Conceptual Approach merupakan pendekatan masalah yang beranjak dari

pandangan-pandangan dan doktrin-doktrin yang berkembang di dalam ilmu

hukum. (Marzuki,2006,hal:95)

c. Bahan Hukum

Dalam penulisan skripsi ini, Penulis menggunakan dua bahan hukum, yaitu

bahan hukum primer dan bahan hukum sekunder. Bahan hukum primer, yaitu

bahan hukum yang bersifat mengikat dalam hal ini peraturan perundang-

undangan, dalam hal ini Undang-Undang Dasar Negara Republik Indonesia

Tahun 1945, KUHP, Undang-Undang Perlindungan Anak, Undang-Undang

Perlindungan Saksi dan Korban, Undang-Undang Nomor 8 Tahun 2016


11

tentang Penyandang Disabilitas Peraturan Menteri Pemberdayaan Perempuan

dan Perlindungan Anak Nomor 4 Tahun 2017 tentang Perlindungan Khusus

Bagi Anak Penyandang Disabilitas, Putusan Pengadilan Negeri Nomor

48/Pid.Sus/2019/PN.Bgr dan peraturan lain yang berkaitan dengan materi

yang diteliti. Sedangkan bahan hukum sekunder, yaitu bahan hukum yang

bersifat menjelaskan bahan hukum primer, yang digunakan dalam penelitian

ini berupa literatur-literatur maupun karya ilmiah para sarjana.

d. Langkah Penelitian

Langkah pengumpulan bahan hukum dalam tulisan ini adalah melalui studi

kepustakaan, yaitu diawali dengan inventarisasi semua bahan hukum yang

terkait dengan pokok permasalahan, kemudian diadakan klasifikasi bahan

hukum yang terkait dan selanjutnya bahan hukum tersebut disusun secara

sistematisasi untuk lebih mudah membaca dan mempelajari.

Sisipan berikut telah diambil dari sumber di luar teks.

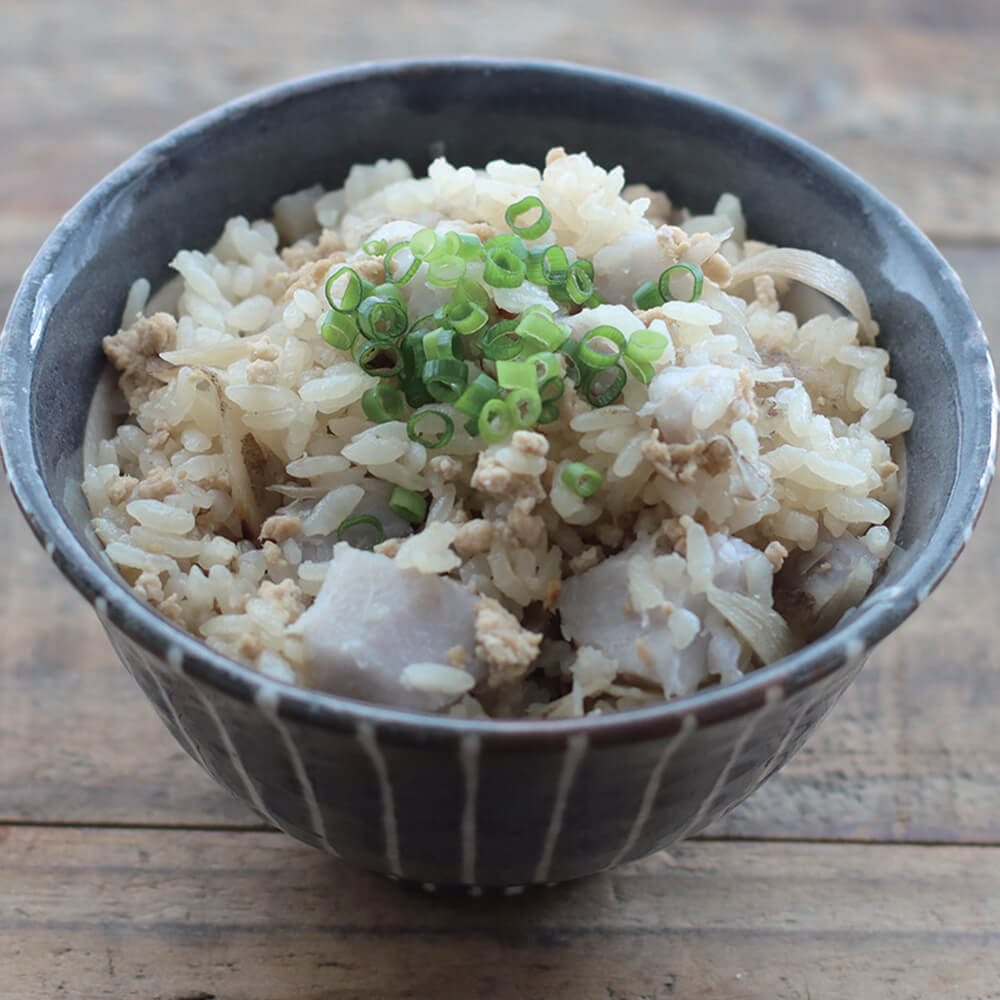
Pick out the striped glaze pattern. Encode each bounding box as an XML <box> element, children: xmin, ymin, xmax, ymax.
<box><xmin>100</xmin><ymin>611</ymin><xmax>869</xmax><ymax>889</ymax></box>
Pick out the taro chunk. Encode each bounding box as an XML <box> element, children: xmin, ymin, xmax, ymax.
<box><xmin>291</xmin><ymin>543</ymin><xmax>484</xmax><ymax>711</ymax></box>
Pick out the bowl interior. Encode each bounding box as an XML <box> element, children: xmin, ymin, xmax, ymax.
<box><xmin>4</xmin><ymin>60</ymin><xmax>994</xmax><ymax>723</ymax></box>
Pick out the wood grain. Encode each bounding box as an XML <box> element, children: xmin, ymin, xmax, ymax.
<box><xmin>3</xmin><ymin>827</ymin><xmax>999</xmax><ymax>1000</ymax></box>
<box><xmin>0</xmin><ymin>0</ymin><xmax>998</xmax><ymax>263</ymax></box>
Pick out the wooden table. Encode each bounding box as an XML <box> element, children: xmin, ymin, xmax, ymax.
<box><xmin>2</xmin><ymin>2</ymin><xmax>998</xmax><ymax>997</ymax></box>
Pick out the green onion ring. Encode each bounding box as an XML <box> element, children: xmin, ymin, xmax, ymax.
<box><xmin>389</xmin><ymin>486</ymin><xmax>428</xmax><ymax>525</ymax></box>
<box><xmin>632</xmin><ymin>278</ymin><xmax>664</xmax><ymax>310</ymax></box>
<box><xmin>561</xmin><ymin>462</ymin><xmax>604</xmax><ymax>498</ymax></box>
<box><xmin>422</xmin><ymin>358</ymin><xmax>468</xmax><ymax>403</ymax></box>
<box><xmin>357</xmin><ymin>295</ymin><xmax>409</xmax><ymax>343</ymax></box>
<box><xmin>406</xmin><ymin>409</ymin><xmax>455</xmax><ymax>449</ymax></box>
<box><xmin>409</xmin><ymin>228</ymin><xmax>439</xmax><ymax>260</ymax></box>
<box><xmin>583</xmin><ymin>364</ymin><xmax>627</xmax><ymax>407</ymax></box>
<box><xmin>427</xmin><ymin>254</ymin><xmax>467</xmax><ymax>288</ymax></box>
<box><xmin>445</xmin><ymin>299</ymin><xmax>488</xmax><ymax>335</ymax></box>
<box><xmin>504</xmin><ymin>196</ymin><xmax>553</xmax><ymax>241</ymax></box>
<box><xmin>541</xmin><ymin>245</ymin><xmax>570</xmax><ymax>285</ymax></box>
<box><xmin>354</xmin><ymin>339</ymin><xmax>404</xmax><ymax>377</ymax></box>
<box><xmin>505</xmin><ymin>387</ymin><xmax>542</xmax><ymax>429</ymax></box>
<box><xmin>625</xmin><ymin>327</ymin><xmax>670</xmax><ymax>362</ymax></box>
<box><xmin>362</xmin><ymin>238</ymin><xmax>388</xmax><ymax>256</ymax></box>
<box><xmin>479</xmin><ymin>320</ymin><xmax>523</xmax><ymax>361</ymax></box>
<box><xmin>483</xmin><ymin>247</ymin><xmax>527</xmax><ymax>288</ymax></box>
<box><xmin>579</xmin><ymin>325</ymin><xmax>626</xmax><ymax>370</ymax></box>
<box><xmin>658</xmin><ymin>262</ymin><xmax>704</xmax><ymax>303</ymax></box>
<box><xmin>324</xmin><ymin>266</ymin><xmax>364</xmax><ymax>313</ymax></box>
<box><xmin>384</xmin><ymin>240</ymin><xmax>420</xmax><ymax>285</ymax></box>
<box><xmin>320</xmin><ymin>310</ymin><xmax>359</xmax><ymax>351</ymax></box>
<box><xmin>566</xmin><ymin>259</ymin><xmax>595</xmax><ymax>304</ymax></box>
<box><xmin>455</xmin><ymin>372</ymin><xmax>500</xmax><ymax>418</ymax></box>
<box><xmin>336</xmin><ymin>514</ymin><xmax>385</xmax><ymax>550</ymax></box>
<box><xmin>361</xmin><ymin>384</ymin><xmax>405</xmax><ymax>423</ymax></box>
<box><xmin>537</xmin><ymin>401</ymin><xmax>561</xmax><ymax>425</ymax></box>
<box><xmin>496</xmin><ymin>359</ymin><xmax>538</xmax><ymax>391</ymax></box>
<box><xmin>623</xmin><ymin>355</ymin><xmax>655</xmax><ymax>385</ymax></box>
<box><xmin>478</xmin><ymin>397</ymin><xmax>514</xmax><ymax>444</ymax></box>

Langkah pembahasan dilakukan dengan menggunakan penalaran yang bersifat

deduktif dalam arti berawal dari pengetahuan hukum yang bersifat umum

untuk menarik kesimpulan sehingga diperoleh jawaban dari permasalahan

yang bersifat khusus. Pembahasan selanjutnya digunakan penafsiran

sistematis dengan lainnya yang ada dalam undang-undang lain untuk

memperoleh pengertian lebih mantap, serta penafsiran otentik adalah

penafsiran yang pasti terhadap arti kata yang ditentukan dalam peraturan

perundang-undangan itu sendiri.


12

1.6 Pertanggungjawaban Sistematika

Pertanggungjawaban sistematika dalam penulisan ini diuraikan secara rinci

menjadi bagian tiap-tiap bab dan sub bab yang membahas dan menguraikan hal-hal

yang mendukung dalam analisa kasus serta menjawab rumusan permasalahan

sebagaimana telah dipaparkan sebelumnya. Sistematika ini untuk memberikan

gambaran yang jelas, maka sistematika dalam penulisan skripsi saya dibagi menjadi 4

(empat) bab, yang masing-masing terdiri dari sub-sub bab, yaitu :

Bab 1, Pendahuluan yang terdiri dari beberapa sub bab, yaitu Latar Belakang,

Rumusan Masalah, Alasan Pemilihan Judul dimaksudkan untuk memberikan suatu

gambaran dipilihnya judul skripsi, Tujuan Penulisan dan Metode Penulisan yang

merupakan langkah-langkah atau metode yang digunakan dalam suatu penulisan

karya ilmiah dan Pertanggungjawaban Sistematika berisi kerangka skripsi.

Bab 2, Tinjauan Umum tentang Pengertian Anak Penyandang Disabilitas,

Tinjauan Umum tentang Ruang Lingkup Anak Sebagai Korban Kejahatan Seksual,

Tinjauan Umum tentang Pengertian Sanksi Pidana Tambahan.

Bab 3, Pembahasan mengenai Analisis Penerapan Sanksi Pidana Tambahan

JU Sebagai Pelaku Kejahatan Seksual Kepada Anak Penyandang Disabilitas.

Bab 4, Kesimpulan dan Saran. Bab ini merupakan kesimpulan dari seluruh

bab yang telah dibahas pada bab-bab sebelumnya yang mana dirumuskan secara

singkat atas pokok-pokok dari pembahasan sebagaimana yang telah diuraikan, serta
13

memberikan bahan masukan atau saran yang dapat digunakan untuk menanggulangi

permasalahan yang serupa dikemudian hari.